Twenty-five councillors abstained from the vote proposing the 3.95 per cent council tax rise including two Conservative members.

Ukip councillors blamed the need for £42 million of savings over two years on "the savagery of Westminster" while Conservative councillor Janet Mockridge warned residents could not afford the rise.

Council leader Louise Goldsmith said she was requesting the council tax rise with a “heavy heart and clear head”.

The council administration was accused of "dithering" after failing to include in 2016/17 spending plans £6.2 million given to the authority by central government only this month.

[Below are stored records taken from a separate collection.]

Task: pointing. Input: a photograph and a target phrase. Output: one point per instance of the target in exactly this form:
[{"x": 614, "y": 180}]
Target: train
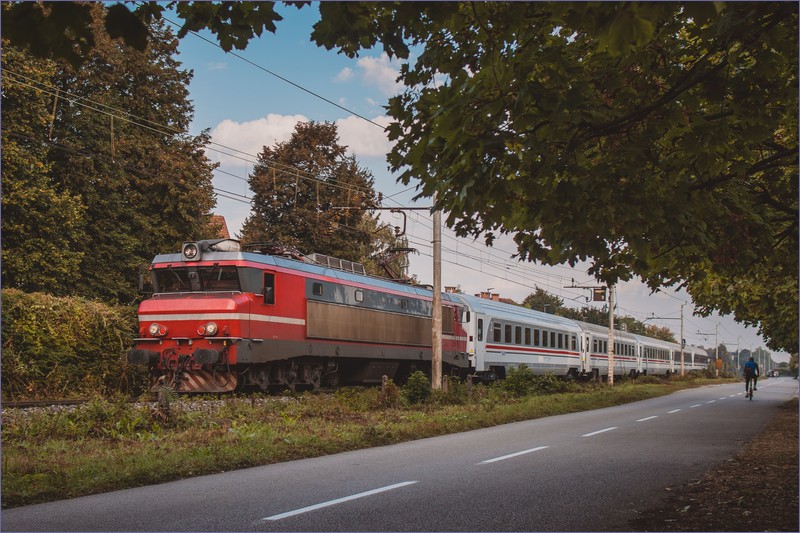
[{"x": 225, "y": 316}]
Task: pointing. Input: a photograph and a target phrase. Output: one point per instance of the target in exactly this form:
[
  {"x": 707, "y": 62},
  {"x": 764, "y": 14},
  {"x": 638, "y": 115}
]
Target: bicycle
[{"x": 749, "y": 393}]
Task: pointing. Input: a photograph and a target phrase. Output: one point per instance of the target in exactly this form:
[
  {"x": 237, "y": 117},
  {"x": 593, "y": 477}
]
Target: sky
[{"x": 253, "y": 98}]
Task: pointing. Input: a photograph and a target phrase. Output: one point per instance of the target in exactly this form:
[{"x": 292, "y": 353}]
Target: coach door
[{"x": 586, "y": 353}]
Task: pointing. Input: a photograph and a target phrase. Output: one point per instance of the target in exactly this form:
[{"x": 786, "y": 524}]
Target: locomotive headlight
[
  {"x": 157, "y": 330},
  {"x": 207, "y": 329},
  {"x": 190, "y": 251}
]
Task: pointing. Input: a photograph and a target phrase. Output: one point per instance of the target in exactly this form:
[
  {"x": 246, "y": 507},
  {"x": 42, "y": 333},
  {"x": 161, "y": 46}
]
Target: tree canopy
[
  {"x": 310, "y": 194},
  {"x": 99, "y": 172}
]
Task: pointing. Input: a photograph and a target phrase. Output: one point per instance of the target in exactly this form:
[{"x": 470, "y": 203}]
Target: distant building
[{"x": 223, "y": 232}]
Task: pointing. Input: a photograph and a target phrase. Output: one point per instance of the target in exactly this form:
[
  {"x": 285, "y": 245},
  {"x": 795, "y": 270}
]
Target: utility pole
[
  {"x": 599, "y": 294},
  {"x": 683, "y": 371},
  {"x": 716, "y": 344},
  {"x": 436, "y": 334}
]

Labour group leader Sue Mullins said it was important that the council spent the money George Osborne had retrieved before the government clawed it back.

But finance lead Cllr Jeremy Hunt said a more cautious approach was required with a decision to be made in April to avoid the council "spending in haste and repenting at leisure".

An amendment by Liberal Democrat group leader Dr James Walsh to spend half of the new funding on pothole repairs, raising the “absurdly” low £10,000 safer routes to school budget and improving the “third world” rural roads was defeated.

Cllr Hunt moved to allay fears by party colleague Steve Waight that a 3.95 per cent rise would be the norm for the next three years after the rise was included in future projections up to 2020.

He said the rise was done "not happily, not glibly and not without soul searching".

Cllr Goldsmith said: "I would prefer not to do 3.95 per cent but that is better than the options if we didn’t."

Cllr Mullins described the council's administration as "obedient poodles" of the Government whose policy of council tax freezes had been "turned on its head" while Cllr Walsh said £160 million cuts already made had damaged adult social care, rural bus services and the “abolition of meaningful youth services”.

Ukip group leader Mike Glennon said he was disgusted that the Conservative government was passing on its “crass inability” to deal with the national debt on to local authorities.

He said: "We need to honour our social and moral responsibilities so I won’t oppose this budget.

"But because I deplore the cowardice and ineptitude of the Tory party in Westminster and here I will not support this budget."